Afghanistan's assassinated guerrilla leader, Ahmad Shah Masood, has been buried in his native Panjsher valley in northeastern Afghanistan.
Hundreds of supporters lined streets (in the Bozarak district) to bid farewell to the slain military leader of Afghanistan's opposition Northern Alliance. The country's ousted president, Burhanuddin Rabbani, was at the funeral.
Mr. Masood's 13-year-old son, Ahmad, spoke to the tearful crowd of mourners and vowed to take up his father's fight against the Taleban.
The slain guerrilla leader's coffin was draped in the green, white and black flag of the ousted Afghan government. The funeral was marked by chaotic scenes of grief and calls for revenge.
Mr. Masood, who was 49, died from wounds suffered last Sunday in a suicide bombing by two Arabs posing as journalists.
Mr. Rabbani and other leaders of his opposition blame the Taleban, Pakistani military intelligence agents and wanted terrorist Osama bin Laden for the assassination. Pakistan and the Taleban deny involvement. Osama bin Laden has not commented.
The death of Mr.

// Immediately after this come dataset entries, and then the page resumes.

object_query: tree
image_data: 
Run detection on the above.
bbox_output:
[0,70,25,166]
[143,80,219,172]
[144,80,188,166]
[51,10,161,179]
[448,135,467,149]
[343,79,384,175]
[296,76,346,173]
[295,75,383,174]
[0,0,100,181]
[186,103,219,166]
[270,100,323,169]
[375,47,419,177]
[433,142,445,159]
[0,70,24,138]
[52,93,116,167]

Masood, who was an ethnic Tajik, is seen as a severe blow to the opposition's fight against the ruling Taleban, which controls 90 percent of Afghanistan. The opposition holds a small section of the north.
European leaders have condemned Mr. Masood's death. A spokesman for the British Foreign Ministry calls it an act of terrorism and says it shows the need to restore democracy to Afghanistan.
Leaders of the French Parliament hailed what they called Mr. Masood's courage and deep concern for the well-being of the Afghan people. Iran and Russia also sent condolences.